When I console.log(data) from my ajax callback, it returns the entire html file which includes scripts, css etc which breaks my page. How can I get only the element block which I need? I only need the data within .container.
Asked
Active
Viewed 141 times
0
-
4Possible duplicate of [jQuery selector regular expressions](http://stackoverflow.com/questions/190253/jquery-selector-regular-expressions) – afzalex Dec 09 '15 at 04:54
-
1in ajax success try to use function(response){ alert($(response).find('.container').html()); – Mohamed-Yousef Dec 09 '15 at 04:55
-
2Why don't you just return the necessary things from ajax? – Tᴀʀᴇǫ Mᴀʜᴍᴏᴏᴅ Dec 09 '15 at 04:58
-
@TareqMahmood that is correct. – Parth Trivedi Dec 09 '15 at 05:02
-
@TareqMahmood if I can control the output it's better in json, but it's external api – Jennifer Dec 09 '15 at 06:03
3 Answers
0
I would do this using regular expressions.

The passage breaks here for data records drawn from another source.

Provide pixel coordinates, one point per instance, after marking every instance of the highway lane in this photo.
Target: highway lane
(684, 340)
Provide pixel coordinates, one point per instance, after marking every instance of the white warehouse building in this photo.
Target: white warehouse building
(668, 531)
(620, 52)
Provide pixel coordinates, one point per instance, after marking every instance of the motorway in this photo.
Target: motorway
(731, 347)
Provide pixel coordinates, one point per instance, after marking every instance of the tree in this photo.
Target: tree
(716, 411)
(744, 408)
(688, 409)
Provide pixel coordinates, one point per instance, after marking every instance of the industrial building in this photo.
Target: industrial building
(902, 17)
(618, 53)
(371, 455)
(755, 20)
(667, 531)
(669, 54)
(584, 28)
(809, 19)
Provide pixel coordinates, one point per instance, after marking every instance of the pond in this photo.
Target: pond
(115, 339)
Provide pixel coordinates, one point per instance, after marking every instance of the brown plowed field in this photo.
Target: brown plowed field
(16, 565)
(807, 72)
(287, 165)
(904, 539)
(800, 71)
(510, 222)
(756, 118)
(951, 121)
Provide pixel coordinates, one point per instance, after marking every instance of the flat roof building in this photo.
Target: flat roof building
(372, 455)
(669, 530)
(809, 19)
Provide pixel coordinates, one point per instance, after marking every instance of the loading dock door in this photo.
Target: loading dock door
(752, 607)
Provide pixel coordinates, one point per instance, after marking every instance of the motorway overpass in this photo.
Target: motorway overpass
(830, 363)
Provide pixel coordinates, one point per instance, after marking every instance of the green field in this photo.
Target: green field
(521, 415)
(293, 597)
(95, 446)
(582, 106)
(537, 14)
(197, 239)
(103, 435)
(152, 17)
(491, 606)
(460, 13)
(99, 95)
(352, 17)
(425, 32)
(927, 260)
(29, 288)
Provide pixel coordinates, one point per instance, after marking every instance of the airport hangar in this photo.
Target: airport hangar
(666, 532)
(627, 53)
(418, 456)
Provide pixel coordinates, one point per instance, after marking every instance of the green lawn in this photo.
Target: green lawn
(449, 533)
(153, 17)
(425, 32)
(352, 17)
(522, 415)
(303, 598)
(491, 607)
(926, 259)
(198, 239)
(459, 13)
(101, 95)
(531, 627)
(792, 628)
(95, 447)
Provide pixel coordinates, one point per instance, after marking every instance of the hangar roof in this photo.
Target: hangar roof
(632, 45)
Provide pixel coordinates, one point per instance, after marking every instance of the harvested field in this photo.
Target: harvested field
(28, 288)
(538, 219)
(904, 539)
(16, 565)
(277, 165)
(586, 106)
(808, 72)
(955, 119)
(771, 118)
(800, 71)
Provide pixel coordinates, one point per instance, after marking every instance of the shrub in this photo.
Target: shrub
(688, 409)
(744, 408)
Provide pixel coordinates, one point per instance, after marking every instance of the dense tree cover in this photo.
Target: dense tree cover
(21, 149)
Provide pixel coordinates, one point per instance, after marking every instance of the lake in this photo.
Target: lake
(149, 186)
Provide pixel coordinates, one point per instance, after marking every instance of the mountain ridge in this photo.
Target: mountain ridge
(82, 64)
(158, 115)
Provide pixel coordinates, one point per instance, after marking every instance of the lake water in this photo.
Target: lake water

For example, if you wanted to get the content of all .container elements, you could try this regexp:
<[^>]+class="container"[^>]*>([^<]+)<\/[^>]+>
and then collect the captured groups.
See working example on Regex101.com.
Jonathan Lam
- 16,831
- 17
- 68
- 94
0
I think easiest way is to use jquery load function. There is possibility to take only fragment of loaded page.
Brzochod
- 1
- 2
0
Easiest way would be append in hidden tag. Then search for using $(".container") it will return the whole div and you can get html . Here is script code that can help you (use jquery library)
var b= $(".container");
console.log(b[0].outerHTML);
PLEASE CHECK THIS BELOW FIDDLE
http://jsfiddle.net/oyvv9nL0/
Dashang G. Makwana
- 377
- 3
- 10